Dapsone (DAP) is a long-established molecule that remains a promising therapeutic agent for various diseases mainly because it combines antimicrobial and anti-inflammatory activities. Its oral application, however, is limited by the dose-dependent hematological side effects that may rise from systemic exposure. As an alternative to overcome this limitation, the administration of DAP to the skin has witnessed prominent interest in the past 20 years, particularly when applied to the treatment of dermatological disorders. In this review, all technological strategies proposed to the topical delivery of DAP are presented. Most of the reported studies have been devoted to the clinical use and safety of a gel formulation containing both solubilized and microcrystalline drug, however, the technological characteristics of such preparation are still missing. In parallel, the incorporation of DAP into vesicular and particulate carriers (e.g. nano- and microemulsions, niosomes, invasomes, bilosomes, cubosomes, solid lipid nanoparticles, nanostructured lipid carriers, polymeric nanocapsules and polymer-lipid-polymer hybrid nanoparticles) appears to be an alternative to provide greater drug release control, enhanced drug solubilization and follicular targeting. Indeed, the main application of DAP topical formulations reported in the literature was the treatment of acne vulgaris, a disease located in the hair follicle. Other diseases affecting different regions of the skin (e.g. cutaneous lupus erythematosus and cutaneous leishmaniasis), however, may also benefit from a topical therapeutic regimen containing DAP. Therefore, the investigation of appendageal route in comparison to passive transmembrane diffusion as a function of targeted disease, as well as pharmacokinetic studies, are perspectives highlighted herein. Such studies may drive future efforts towards the rational development of safe and effective technologies to deliver DAP to the skin.

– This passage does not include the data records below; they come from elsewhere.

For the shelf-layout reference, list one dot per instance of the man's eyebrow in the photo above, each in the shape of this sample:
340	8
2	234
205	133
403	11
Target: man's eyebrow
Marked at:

氨苯砜 (DAP) 是一种历史悠久的分子，它仍然是各种疾病的有前途的治疗剂，主要是因为它结合了抗菌和抗炎活性。然而，其口服应用受到全身暴露可能引起的剂量依赖性血液学副作用的限制。作为克服这一限制的替代方法，在过去的 20 年中，将 DAP 施用于皮肤引起了人们极大的兴趣，特别是在应用于治疗皮肤病时。在这篇综述中，介绍了针对 DAP 局部给药提出的所有技术策略。大多数报道的研究都致力于含有溶解和微晶药物的凝胶制剂的临床使用和安全性，但是，这种制剂的技术特征仍然缺失。例如纳米和微乳液、niosomes、invasomes、bilosomes、cubosomes、固体脂质纳米颗粒、纳米结构脂质载体、聚合物纳米胶囊和聚合物-脂质-聚合物混合纳米颗粒）似乎是提供更好的药物释放控制、增强的药物溶解和滤泡的替代方案目标。事实上，文献中报道的 DAP 局部制剂的主要应用是治疗寻常痤疮，这是一种位于毛囊中的疾病。影响皮肤不同区域的其他疾病（例如然而，皮肤红斑狼疮和皮肤利什曼病）也可能受益于含有 DAP 的局部治疗方案。因此，与被动跨膜扩散相比，作为靶向疾病的函数的附肢途径的研究以及药代动力学研究是本文强调的观点。这些研究可能会推动未来努力合理开发安全有效的技术，将 DAP 输送到皮肤。